For authoritarian states including Russia and China, AI is posing particularly benefits and risks, with desperate attempts to control, sometimes prohibit and often harness for state uses. During the Russian invasion of Ukraine, a manipulated voice recording went out purporting to be to Ukrainian President Volodymyr Zelensky telling the population to lay down their arms. A relatively rudimentary deepfake, it nevertheless suggested the promise of AI as a weapon of obfuscation in war — and one that could be refined by magnitudes in the near future.
Yet the technology is seen in Moscow and Beijing as a double-edged sword — with ChatGPT, for instance, banned in Russia for giving users westernized answers to questions about the Ukraine invasion, including use of the banned term “war.”

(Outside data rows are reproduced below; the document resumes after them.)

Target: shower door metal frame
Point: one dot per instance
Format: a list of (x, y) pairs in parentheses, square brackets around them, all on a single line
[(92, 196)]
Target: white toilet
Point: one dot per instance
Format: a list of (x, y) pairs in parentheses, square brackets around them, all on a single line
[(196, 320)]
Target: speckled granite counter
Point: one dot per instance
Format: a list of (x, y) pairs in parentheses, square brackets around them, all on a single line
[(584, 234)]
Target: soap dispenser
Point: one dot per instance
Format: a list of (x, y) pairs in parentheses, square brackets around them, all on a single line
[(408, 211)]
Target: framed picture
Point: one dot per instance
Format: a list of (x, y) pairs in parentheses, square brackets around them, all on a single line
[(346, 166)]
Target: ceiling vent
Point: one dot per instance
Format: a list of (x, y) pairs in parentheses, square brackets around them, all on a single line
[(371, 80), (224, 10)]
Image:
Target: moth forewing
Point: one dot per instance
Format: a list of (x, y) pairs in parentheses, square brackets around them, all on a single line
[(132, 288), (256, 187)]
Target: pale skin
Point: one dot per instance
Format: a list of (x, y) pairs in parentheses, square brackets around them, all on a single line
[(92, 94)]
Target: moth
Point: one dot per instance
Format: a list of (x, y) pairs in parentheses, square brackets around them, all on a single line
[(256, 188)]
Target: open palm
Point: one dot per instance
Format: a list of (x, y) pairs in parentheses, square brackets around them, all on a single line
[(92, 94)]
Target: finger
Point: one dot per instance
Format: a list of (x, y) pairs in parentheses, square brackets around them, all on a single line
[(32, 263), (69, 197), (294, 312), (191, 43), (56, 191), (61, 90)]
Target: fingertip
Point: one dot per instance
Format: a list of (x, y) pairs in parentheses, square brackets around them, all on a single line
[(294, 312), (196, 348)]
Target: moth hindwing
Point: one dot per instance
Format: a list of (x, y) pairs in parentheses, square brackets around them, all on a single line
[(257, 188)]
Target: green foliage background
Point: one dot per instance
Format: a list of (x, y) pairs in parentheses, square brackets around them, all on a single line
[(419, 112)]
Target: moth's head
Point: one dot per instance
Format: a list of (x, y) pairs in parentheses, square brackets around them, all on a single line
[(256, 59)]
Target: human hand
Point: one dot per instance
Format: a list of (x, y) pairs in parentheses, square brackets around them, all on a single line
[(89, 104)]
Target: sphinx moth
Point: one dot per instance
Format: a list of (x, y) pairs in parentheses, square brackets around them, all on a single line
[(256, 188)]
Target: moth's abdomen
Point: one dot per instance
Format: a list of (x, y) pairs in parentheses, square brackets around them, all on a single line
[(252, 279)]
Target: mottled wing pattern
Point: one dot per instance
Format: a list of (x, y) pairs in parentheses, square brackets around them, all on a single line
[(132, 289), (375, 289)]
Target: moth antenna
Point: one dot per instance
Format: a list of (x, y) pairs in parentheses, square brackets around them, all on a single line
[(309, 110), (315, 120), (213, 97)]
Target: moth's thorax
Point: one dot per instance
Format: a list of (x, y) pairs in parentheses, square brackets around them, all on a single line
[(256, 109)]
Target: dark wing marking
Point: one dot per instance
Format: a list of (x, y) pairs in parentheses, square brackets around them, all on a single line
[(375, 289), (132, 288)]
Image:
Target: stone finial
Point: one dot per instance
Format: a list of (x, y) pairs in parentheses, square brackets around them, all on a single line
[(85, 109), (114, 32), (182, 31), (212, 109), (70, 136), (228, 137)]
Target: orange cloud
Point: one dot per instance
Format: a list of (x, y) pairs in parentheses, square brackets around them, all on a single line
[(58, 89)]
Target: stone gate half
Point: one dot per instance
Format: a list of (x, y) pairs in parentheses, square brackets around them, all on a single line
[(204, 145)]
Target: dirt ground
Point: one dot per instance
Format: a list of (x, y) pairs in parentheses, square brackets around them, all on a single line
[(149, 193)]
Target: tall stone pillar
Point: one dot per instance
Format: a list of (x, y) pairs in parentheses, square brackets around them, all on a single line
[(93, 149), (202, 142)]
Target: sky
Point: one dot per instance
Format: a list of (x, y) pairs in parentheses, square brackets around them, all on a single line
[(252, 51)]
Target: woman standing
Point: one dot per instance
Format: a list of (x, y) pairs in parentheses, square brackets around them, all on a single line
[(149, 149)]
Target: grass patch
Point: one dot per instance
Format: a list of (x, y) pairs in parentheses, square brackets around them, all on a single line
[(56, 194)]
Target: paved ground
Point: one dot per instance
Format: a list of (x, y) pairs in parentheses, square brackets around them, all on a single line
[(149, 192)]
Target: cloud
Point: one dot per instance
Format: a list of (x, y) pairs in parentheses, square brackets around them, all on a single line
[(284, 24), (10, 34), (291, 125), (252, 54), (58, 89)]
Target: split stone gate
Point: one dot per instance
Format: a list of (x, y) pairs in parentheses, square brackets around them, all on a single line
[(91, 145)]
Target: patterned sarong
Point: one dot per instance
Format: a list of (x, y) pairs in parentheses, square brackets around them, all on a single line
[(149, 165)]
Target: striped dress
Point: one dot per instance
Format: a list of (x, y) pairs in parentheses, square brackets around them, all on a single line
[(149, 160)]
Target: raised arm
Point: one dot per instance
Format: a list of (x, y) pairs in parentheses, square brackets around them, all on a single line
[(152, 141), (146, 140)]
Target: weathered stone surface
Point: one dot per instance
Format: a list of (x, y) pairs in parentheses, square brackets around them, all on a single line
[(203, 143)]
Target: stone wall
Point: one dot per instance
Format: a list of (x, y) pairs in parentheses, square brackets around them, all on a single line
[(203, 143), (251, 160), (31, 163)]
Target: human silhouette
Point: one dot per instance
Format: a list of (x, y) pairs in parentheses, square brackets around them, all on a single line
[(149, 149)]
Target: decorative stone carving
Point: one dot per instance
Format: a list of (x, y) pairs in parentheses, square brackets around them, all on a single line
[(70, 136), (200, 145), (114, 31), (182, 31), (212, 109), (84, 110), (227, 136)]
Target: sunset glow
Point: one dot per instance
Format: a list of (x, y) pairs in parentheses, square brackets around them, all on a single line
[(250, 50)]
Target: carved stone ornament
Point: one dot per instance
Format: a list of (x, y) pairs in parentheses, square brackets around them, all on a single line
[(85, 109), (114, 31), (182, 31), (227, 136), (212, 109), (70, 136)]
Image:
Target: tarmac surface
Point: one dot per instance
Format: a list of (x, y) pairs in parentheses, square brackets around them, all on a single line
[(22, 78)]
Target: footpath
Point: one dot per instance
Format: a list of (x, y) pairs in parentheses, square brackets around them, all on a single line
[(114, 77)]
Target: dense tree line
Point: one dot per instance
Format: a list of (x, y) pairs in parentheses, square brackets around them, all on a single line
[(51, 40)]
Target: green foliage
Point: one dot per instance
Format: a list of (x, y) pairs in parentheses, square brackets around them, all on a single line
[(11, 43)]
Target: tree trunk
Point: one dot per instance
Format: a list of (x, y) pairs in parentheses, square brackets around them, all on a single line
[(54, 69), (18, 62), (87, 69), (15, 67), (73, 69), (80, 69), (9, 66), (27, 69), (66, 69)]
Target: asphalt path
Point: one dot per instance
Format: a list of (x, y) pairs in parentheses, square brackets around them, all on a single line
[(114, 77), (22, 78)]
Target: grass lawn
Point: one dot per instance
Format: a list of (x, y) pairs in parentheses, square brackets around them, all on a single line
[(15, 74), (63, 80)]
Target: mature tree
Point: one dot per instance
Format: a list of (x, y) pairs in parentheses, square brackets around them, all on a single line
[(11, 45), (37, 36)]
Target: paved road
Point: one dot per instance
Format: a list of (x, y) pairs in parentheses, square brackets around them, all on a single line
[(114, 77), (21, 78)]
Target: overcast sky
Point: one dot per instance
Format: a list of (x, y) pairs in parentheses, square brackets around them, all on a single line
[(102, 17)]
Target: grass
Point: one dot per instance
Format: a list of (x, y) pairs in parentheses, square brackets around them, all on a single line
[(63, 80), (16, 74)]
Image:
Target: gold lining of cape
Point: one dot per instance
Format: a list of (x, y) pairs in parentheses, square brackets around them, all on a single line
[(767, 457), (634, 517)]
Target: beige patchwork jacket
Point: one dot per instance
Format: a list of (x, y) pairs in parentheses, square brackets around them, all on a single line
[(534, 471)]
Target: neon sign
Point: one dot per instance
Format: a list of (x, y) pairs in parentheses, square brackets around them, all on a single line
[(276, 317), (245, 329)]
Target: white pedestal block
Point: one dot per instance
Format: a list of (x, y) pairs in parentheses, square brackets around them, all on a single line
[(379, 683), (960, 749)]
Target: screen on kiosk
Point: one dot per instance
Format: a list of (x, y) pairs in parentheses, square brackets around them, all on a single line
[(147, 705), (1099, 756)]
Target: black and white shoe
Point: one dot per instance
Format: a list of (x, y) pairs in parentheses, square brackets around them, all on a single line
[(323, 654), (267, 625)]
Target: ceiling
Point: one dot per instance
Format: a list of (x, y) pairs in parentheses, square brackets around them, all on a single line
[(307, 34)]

China’s inclusion in the Bletchley declaration disappointed some of the summit’s attendees, including Michael Kratsios, the former Trump-appointed chief technology officer of the United States. Kratsios said he attended a Group of 20 summit meeting in 2019 where officials from China agreed to AI principles, including a commitment that “AI actors should respect human rights and democratic values throughout the AI system life cycle.” Yet China has rolled out new rules in recent months to keep AI bound by “core socialist values” and in compliance with the country’s vast internet censorship regime.
“Just like with almost anything else when it comes to international agreements, they proceeded to flagrantly violate [the principles],” said Kratsios, who is now the managing director of ScaleAI. He added that it was a “mistake” to believe the country would comply with the new Bletchley declaration.
Meanwhile, civil society advocates who were sidelined from the main event at Bletchley Park say governments are moving too slow — perhaps dangerously so. Beeban Kidron, a British baroness who has advocated for children’s safety online, warned that regulators risk making the same mistakes that they have when responding to tech companies in recent decades, which “has privatized the wealth of technology and outsourced the cost to society.”
“It is tech exceptionalism that poses an existential threat to humanity not the technology itself,” Kidron said in a speech Thursday at a competing event in London.